Developing a Converter Plug-In for Navisworks
JetXR approached us with a request to create a converter plug-in for Navisworks. The task was to develop an algorithm that would convert an NWD model into GLTF format. This project immediately caught our interest—normally, plug--in development involves automating certain routine tasks, essentially replicating user actions through a program. However, this case was different—we had to develop an entirely new functionality that Navisworks itself could not perform without a plug-in.
JetXR specialises in integrating VR solutions into business processes. Their key areas of expertise include UX/UI design, virtual reality and augmented reality, digital analytics, performance marketing, motion design, and more.
The initial idea seemed deceptively simple. GLTF is an open format for 3D models, often referred to by developers as the "JPEG for 3D." Thanks to its openness and versatility, many existing solutions allow models to be converted into this format. The logical approach was to find an intermediate format that Navisworks could export and that could, in turn, be imported into GLTF. However, during testing, we realised that this seemingly simple and obvious method was not viable. The solution lacked flexibility, did not allow for future adjustments, and led to data loss during double conversion.
We then opted for a more fundamental approach. In both formats (NWD and GLTF), model geometry consists of triangular faces forming polygons. Our plug-in "deconstructs" a Navisworks model down to these basic triangles and then reconstructs the model in the new format based on vertex coordinates.
However, there were significant differences between the two systems. For instance, point coordinates had to be adjusted because Autodesk products and GLTF use different coordinate systems. Without adjusting the axis directions, the model would appear "flipped." Additionally, Autodesk's internal units are measured in feet, meaning all coordinates had to be converted before assembling the model in GLTF to maintain accurate dimensions.
Key coordinate system difference: In Autodesk, the "up" direction is defined by the Z-axis, while in GLTF, it is defined by the Y-axis.
To optimise the final model, we implemented instancing—if identical geometry repeats multiple times within a model, it is not redefined each time. Instead, copies of the same element are created, with new insertion coordinates specified. This way, a model consisting of 10 identical elements weighs almost the same as a model with just one.
During the development of the instancing feature, we encountered a subtle but significant issue. Some elements composed of multiple parts would slightly alter their geometry upon export. The individual components would shift relative to each other or rotate. It turned out that in Navisworks, separate geometry parts could have an offset relative to the insertion point. Since GLTF does not support this functionality, we developed an algorithm to adjust coordinates and compensate for the offset.
Examples of sub-element misalignment
In addition to extracting geometry, the client also required the ability to retrieve element properties from Navisworks, as these properties originate from source programs. This functionality was also implemented—the attribute data from the model is recorded in a JSON file, with a unique ID linking it to the corresponding geometry. This allows the client to display element properties in their own software, as if they were viewing the model within Navisworks itself.

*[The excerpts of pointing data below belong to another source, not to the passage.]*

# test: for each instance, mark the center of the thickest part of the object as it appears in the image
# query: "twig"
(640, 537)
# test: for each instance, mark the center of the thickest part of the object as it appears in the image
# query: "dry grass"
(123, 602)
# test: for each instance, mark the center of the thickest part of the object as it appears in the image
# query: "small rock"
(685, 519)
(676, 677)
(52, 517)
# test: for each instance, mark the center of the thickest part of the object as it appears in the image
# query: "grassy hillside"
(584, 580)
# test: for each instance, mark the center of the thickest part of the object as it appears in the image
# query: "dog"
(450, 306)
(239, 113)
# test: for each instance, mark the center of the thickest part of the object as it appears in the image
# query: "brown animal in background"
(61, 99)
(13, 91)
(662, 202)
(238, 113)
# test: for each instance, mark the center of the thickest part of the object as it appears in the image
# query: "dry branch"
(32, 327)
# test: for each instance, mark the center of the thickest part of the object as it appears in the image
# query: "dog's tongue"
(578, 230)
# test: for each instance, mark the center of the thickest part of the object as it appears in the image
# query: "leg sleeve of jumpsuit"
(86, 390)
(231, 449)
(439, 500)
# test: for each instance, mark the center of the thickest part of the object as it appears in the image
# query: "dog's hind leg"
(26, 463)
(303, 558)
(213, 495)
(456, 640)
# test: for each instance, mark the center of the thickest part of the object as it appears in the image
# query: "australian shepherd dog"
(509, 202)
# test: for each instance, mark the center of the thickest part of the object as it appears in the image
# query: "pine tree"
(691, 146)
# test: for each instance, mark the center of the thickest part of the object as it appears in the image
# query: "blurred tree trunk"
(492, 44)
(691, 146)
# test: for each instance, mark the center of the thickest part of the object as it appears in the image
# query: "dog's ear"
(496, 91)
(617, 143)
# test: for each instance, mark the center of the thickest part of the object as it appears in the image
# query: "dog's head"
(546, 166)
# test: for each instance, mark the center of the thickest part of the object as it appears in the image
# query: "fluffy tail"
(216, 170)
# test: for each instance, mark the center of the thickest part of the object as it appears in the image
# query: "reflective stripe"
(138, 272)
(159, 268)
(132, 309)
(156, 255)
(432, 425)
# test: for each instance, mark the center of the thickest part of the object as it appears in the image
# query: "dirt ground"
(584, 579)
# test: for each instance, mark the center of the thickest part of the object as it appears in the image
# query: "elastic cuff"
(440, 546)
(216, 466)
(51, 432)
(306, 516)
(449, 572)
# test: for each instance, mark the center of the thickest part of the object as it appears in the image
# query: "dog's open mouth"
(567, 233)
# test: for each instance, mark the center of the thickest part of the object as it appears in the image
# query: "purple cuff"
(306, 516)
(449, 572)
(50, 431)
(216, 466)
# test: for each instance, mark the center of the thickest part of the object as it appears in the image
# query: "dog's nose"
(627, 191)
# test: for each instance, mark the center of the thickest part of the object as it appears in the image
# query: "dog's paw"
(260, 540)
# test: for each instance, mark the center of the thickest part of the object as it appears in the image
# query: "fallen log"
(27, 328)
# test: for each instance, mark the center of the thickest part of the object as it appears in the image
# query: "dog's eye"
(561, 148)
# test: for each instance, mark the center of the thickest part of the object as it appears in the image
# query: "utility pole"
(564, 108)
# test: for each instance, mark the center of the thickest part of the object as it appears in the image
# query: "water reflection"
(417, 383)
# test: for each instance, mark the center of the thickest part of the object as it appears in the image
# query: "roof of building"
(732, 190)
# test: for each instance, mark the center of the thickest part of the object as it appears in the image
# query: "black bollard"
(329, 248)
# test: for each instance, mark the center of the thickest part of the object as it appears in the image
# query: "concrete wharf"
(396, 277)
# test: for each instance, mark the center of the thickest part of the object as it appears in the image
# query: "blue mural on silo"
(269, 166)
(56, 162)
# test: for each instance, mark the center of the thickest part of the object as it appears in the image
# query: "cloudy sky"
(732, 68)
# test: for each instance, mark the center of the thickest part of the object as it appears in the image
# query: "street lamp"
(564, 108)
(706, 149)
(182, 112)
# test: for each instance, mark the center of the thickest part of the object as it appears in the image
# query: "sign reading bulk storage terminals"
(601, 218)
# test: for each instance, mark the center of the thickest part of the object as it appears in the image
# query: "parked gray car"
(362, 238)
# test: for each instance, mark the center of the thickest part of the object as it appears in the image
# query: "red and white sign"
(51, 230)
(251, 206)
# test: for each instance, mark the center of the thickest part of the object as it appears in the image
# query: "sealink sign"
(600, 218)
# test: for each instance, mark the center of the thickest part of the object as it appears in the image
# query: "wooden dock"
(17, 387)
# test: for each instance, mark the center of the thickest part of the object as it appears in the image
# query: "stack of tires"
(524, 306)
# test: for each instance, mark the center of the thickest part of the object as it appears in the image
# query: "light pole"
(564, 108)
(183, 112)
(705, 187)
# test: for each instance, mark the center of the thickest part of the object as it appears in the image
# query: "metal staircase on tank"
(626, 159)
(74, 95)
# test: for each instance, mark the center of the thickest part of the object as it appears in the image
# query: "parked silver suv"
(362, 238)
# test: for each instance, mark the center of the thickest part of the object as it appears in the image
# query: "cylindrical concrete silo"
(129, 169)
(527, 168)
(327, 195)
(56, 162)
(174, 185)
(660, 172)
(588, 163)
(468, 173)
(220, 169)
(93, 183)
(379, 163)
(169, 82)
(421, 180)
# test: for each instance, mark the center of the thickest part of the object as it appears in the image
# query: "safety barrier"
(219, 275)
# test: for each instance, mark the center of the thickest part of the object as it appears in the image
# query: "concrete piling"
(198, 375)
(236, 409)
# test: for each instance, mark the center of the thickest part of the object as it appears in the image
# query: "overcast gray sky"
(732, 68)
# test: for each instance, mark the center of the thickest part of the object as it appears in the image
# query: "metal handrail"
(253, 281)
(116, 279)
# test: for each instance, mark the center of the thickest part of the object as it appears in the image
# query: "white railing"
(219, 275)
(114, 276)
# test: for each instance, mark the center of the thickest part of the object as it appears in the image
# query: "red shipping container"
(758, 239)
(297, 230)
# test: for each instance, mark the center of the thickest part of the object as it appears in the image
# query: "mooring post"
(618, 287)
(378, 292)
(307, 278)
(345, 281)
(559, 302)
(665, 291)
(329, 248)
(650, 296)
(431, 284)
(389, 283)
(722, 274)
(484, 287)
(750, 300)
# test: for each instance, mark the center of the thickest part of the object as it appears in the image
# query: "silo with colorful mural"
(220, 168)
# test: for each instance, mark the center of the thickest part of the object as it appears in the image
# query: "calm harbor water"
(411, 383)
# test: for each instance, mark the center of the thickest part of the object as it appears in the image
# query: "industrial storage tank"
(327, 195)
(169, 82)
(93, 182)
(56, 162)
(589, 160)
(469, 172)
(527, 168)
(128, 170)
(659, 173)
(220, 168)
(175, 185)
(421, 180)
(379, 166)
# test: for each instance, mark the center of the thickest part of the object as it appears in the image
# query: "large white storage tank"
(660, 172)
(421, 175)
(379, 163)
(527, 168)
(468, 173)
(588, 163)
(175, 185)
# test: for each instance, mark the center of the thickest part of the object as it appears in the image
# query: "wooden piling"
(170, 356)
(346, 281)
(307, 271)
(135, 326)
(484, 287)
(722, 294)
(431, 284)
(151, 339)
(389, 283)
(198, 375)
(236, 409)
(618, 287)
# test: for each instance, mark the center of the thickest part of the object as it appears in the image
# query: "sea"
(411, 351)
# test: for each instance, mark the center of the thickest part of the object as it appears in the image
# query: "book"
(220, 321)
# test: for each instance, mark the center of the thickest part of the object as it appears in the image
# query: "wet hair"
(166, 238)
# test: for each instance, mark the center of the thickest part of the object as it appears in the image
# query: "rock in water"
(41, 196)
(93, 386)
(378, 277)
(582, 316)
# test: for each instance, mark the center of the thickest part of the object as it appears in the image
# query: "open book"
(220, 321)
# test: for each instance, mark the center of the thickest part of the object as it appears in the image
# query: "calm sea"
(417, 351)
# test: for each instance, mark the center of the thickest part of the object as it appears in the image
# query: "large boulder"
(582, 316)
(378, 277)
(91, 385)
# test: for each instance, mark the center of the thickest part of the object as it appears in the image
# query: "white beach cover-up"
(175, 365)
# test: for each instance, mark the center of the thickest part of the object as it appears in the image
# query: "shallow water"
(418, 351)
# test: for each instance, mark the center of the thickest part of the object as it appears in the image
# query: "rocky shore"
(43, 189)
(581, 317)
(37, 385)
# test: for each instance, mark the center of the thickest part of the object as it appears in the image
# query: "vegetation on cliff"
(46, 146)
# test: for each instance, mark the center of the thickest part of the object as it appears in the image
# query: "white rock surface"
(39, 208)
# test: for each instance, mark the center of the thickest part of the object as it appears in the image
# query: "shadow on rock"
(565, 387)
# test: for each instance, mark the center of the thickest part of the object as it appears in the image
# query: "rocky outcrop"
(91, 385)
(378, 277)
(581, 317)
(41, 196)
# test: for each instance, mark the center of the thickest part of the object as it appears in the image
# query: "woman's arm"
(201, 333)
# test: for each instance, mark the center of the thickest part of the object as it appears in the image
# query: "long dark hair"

As expected, this project proved highly valuable for our team. We gained experience working with primitive geometry and coordinate transformations. For future clients, we can offer the development of a similar converter plug-in tailored to their required format or implement any other idea that requires deep engagement with model structures.
Moreover, having worked extensively with the GLTF format, we are eager to leverage this expertise in new projects, including VR and beyond.